Correlation Between AES and Diamond Estates
Can any of the company-specific risk be diversified away by investing in both AES and Diamond Estates at the same time? Although using a correlation coefficient on its own may not help to predict future stock returns, this module helps to understand the diversifiable risk of combining AES and Diamond Estates into the same portfolio, which is an essential part of the fundamental portfolio management process.
By analyzing existing cross correlation between The AES and Diamond Estates Wines, you can compare the effects of market volatilities on AES and Diamond Estates and check how they will diversify away market risk if combined in the same portfolio for a given time horizon. You can also utilize pair trading strategies of matching a long position in AES with a short position of Diamond Estates. Check out your portfolio center. Please also check ongoing floating volatility patterns of AES and Diamond Estates.
Diversification Opportunities for AES and Diamond Estates
-0.29 | Correlation Coefficient |
Very good diversification
The 3 months correlation between AES and Diamond is -0.29. Overlapping area represents the amount of risk that can be diversified away by holding The AES and Diamond Estates Wines in the same portfolio, assuming nothing else is changed.
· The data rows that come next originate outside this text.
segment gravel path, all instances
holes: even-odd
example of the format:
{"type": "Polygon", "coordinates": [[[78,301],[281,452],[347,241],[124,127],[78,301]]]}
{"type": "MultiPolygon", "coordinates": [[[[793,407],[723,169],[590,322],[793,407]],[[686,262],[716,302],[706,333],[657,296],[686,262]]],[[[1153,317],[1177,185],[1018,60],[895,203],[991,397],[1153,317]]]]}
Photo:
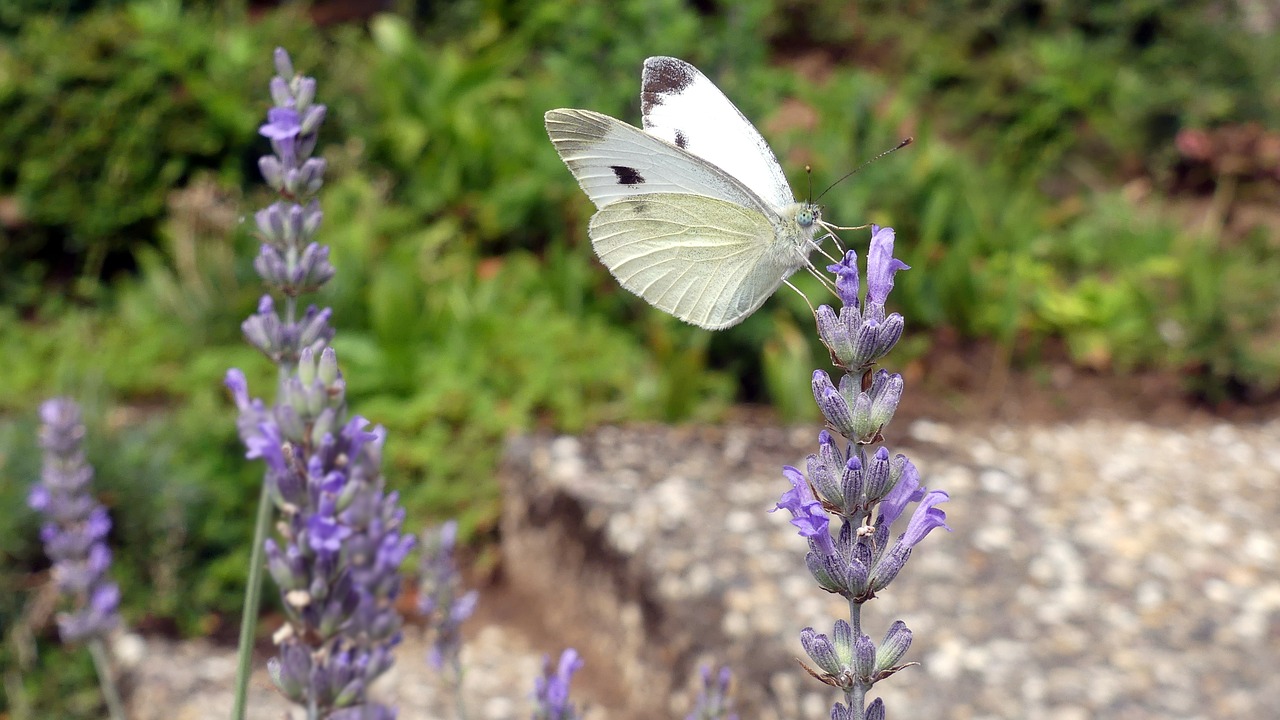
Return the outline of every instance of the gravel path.
{"type": "MultiPolygon", "coordinates": [[[[889,717],[1280,717],[1280,421],[917,421],[905,434],[891,449],[951,493],[954,532],[929,536],[864,613],[876,639],[894,619],[915,632],[907,659],[921,667],[873,691],[889,717]]],[[[765,512],[785,489],[778,467],[815,436],[513,441],[504,572],[536,601],[470,628],[472,717],[527,718],[541,654],[573,644],[592,720],[684,717],[687,679],[707,662],[733,667],[744,720],[826,718],[836,697],[795,665],[796,636],[829,631],[844,603],[808,579],[784,514],[765,512]]],[[[380,697],[406,720],[453,717],[422,654],[406,642],[380,697]]],[[[227,651],[148,640],[133,657],[133,717],[225,716],[227,651]]]]}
The correlation between historical prices or returns on Diamond Estates Wines and AES is a relative statistical measure of the degree to which these equity instruments tend to move together. The correlation coefficient measures the extent to which returns on The AES are associated (or correlated) with Diamond Estates. Values of the correlation coefficient range from -1 to +1, where. The correlation of zero (0) is possible when the price movement of Diamond Estates Wines has no effect on the direction of AES i.e., AES and Diamond Estates go up and down completely randomly.
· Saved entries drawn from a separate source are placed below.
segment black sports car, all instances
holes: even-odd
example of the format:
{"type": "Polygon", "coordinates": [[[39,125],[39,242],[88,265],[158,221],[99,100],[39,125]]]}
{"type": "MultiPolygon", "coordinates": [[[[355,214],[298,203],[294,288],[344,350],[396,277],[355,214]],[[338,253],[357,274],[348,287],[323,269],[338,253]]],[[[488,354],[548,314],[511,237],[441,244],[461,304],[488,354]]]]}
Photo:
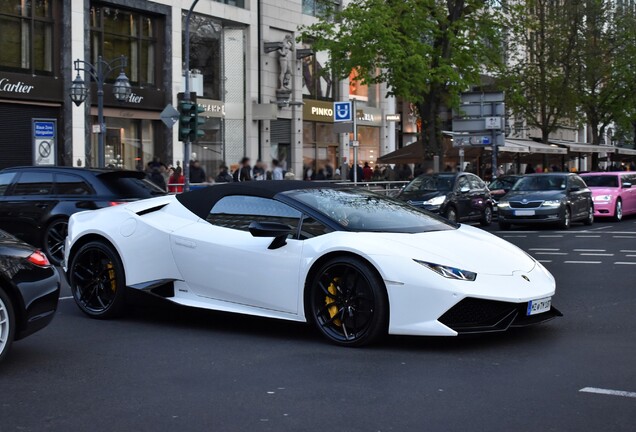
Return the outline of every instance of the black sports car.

Pair Corralation between AES and Diamond Estates
Considering the 90-day investment horizon The AES is expected to generate 0.36 times more return on investment than Diamond Estates. However, The AES is 2.75 times less risky than Diamond Estates. It trades about 0.05 of its potential returns per unit of risk. Diamond Estates Wines is currently generating about -0.11 per unit of risk. If you would invest 1,153 in The AES on July 2, 2025 and sell it today you would earn a total of 163.00 from holding The AES or generate 14.14% return on investment over 90 days.
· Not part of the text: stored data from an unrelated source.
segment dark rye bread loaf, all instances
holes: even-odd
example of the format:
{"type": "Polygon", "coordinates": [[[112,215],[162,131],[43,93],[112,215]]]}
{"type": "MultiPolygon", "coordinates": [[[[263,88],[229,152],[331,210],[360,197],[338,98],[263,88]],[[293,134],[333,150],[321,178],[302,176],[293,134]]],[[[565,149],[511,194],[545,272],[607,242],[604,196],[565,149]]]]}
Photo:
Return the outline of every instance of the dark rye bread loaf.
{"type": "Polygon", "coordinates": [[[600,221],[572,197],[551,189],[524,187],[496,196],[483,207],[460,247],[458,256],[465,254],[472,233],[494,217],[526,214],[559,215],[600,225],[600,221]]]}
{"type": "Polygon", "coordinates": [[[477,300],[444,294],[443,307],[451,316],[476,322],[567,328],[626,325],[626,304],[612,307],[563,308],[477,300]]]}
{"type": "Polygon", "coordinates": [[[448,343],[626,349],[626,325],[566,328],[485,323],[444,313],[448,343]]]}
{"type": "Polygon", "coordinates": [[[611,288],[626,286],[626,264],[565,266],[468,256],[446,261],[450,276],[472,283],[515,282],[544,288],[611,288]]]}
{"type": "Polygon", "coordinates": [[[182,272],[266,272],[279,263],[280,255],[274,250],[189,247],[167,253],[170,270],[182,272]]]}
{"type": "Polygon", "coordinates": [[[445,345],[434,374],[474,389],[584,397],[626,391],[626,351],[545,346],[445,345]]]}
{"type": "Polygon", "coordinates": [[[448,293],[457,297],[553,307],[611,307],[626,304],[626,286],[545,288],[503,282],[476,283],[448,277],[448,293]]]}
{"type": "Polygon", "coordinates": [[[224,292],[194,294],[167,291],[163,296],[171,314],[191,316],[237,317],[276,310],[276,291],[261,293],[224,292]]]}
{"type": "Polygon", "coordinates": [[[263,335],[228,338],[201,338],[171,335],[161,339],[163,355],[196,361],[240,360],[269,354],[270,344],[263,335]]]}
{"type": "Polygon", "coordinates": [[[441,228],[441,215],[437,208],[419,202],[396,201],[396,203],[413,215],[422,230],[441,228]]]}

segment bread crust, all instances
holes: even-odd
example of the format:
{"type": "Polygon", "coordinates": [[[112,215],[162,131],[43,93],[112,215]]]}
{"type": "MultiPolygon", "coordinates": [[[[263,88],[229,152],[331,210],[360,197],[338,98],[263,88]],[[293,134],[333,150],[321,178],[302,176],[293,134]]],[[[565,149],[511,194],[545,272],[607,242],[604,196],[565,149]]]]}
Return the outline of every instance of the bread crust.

Time Period | 3 Months [change] |
Direction | Moves Against |
Strength | Insignificant |
Accuracy | 97.64% |
Values | Daily Returns |
The AES vs. Diamond Estates Wines
Performance |
Timeline |
AES |
Diamond Estates Wines |
AES and Diamond Estates Volatility Contrast
Predicted Return Density |
Returns |
Pair Trading with AES and Diamond Estates
The main advantage of trading using opposite AES and Diamond Estates positions is that it hedges away some unsystematic risk. Because of two separate transactions, even if AES position performs unexpectedly, Diamond Estates can make up some of the losses. Pair trading also minimizes risk from directional movements in the market. For example, if an entire industry or sector drops because of unexpected headlines, the short position in Diamond Estates will offset losses from the drop in Diamond Estates' long position.The idea behind The AES and Diamond Estates Wines pairs trading is to make the combined position market-neutral, meaning the overall market's direction will not affect its win or loss (or potential downside or upside). This can be achieved by designing a pairs trade with two highly correlated stocks or equities that operate in a similar space or sector, making it possible to obtain profits through simple and relatively low-risk investment.Diamond Estates vs. Davide Campari Milano NV | Diamond Estates vs. Remy Cointreau | Diamond Estates vs. Pernod Ricard SA | Diamond Estates vs. Corby Spirit and |
Check out your portfolio center.Note that this page's information should be used as a complementary analysis to find the right mix of equity instruments to add to your existing portfolios or create a brand new portfolio. You can also try the Risk-Return Analysis module to view associations between returns expected from investment and the risk you assume.